GCC sovereigns aim to raise $275bn: S&P

 09 Feb 2017 - 1:14

By Satish Kanady / The Peninsula

GCC sovereigns financing will need an estimated $275bn over the next three years. These countries will predominantly use debt financing, according to S&P Global Ratings.
Sukuk comprise only a small amount of total outstanding issuance, however work has been carried out by various governments over the past few years, particularly by Kuwait and Saudi, to establish the necessary legal frameworks for their issuance.
 With the backdrop of weakening global liquidity, this potential source of financing could become a more attractive financing prospect for GCC governments and is an additional source of external liquidity relevant for our sovereign rating analysis.
 On the liquidity decline in the GCC banking system, the ratings agency noted, the liquidity issue does not appear to have been a main factor in lower sukuk issuance over 2016.
"Some market participants believe that the liquidity drop in Gulf countries, where the majority of sukuk investors are based, explains the lower issuances volumes," said S&P Global Ratings' Dr Mohamed Damak, Global Head of Islamic Finance.
"We see liquidity in GCC as adequate in a global comparison, though, and believe that the less supportive economic environment is translating into fewer growth opportunities, which could actually encourage banks to reallocate liquidity in the bond and sukuk market, ultimately leading to an uptick in issuance volumes."
The decision to issue sukuk or bonds ultimately lies with the issuer and depends on many factors.
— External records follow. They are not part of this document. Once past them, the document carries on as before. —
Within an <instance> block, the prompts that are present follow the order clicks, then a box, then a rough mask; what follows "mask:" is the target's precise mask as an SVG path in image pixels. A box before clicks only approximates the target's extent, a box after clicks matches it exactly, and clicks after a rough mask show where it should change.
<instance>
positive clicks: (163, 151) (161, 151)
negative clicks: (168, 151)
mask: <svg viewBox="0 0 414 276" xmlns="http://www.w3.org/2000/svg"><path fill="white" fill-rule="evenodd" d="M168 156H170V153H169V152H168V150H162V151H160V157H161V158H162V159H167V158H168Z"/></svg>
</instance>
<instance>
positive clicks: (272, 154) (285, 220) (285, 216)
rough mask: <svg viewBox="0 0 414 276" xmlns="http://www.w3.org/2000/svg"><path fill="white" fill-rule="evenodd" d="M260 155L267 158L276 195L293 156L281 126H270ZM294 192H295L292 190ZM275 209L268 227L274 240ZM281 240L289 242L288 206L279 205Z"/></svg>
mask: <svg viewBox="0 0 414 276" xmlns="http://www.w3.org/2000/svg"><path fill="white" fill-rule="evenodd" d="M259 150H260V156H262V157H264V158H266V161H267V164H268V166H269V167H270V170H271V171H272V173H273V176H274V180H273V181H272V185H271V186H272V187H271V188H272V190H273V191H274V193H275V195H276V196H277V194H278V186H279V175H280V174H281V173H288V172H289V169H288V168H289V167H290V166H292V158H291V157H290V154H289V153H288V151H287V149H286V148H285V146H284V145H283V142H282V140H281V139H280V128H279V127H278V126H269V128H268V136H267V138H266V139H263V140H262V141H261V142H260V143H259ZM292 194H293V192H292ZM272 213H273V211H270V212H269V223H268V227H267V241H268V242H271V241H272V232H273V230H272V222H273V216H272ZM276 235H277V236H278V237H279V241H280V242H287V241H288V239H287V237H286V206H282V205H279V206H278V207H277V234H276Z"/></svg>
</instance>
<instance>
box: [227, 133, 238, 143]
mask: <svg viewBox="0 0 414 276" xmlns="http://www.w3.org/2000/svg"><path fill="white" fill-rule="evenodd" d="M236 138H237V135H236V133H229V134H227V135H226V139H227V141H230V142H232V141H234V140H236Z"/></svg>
These include the cost of issuance, the capacity of the market to absorb the transaction, the issuer's target investor base, how ready the issuer's regulatory and legal environment is for sukuk issuance, and the complexity of structuring sukuk, he said.
"We think that the latter factor is one of the main reasons behind muted sukuk issuance in 2016 and believe it willcontinue to weigh on volumes in 2017," said Dr Damak. In our view, the key to broadening the sukuk issuer base and volumes lies in market education on sukuk in Western countries and higher standardization of legal documentation and Sharia interpretation, or at least the establishment of large issuance programs, as some market participants have suggested.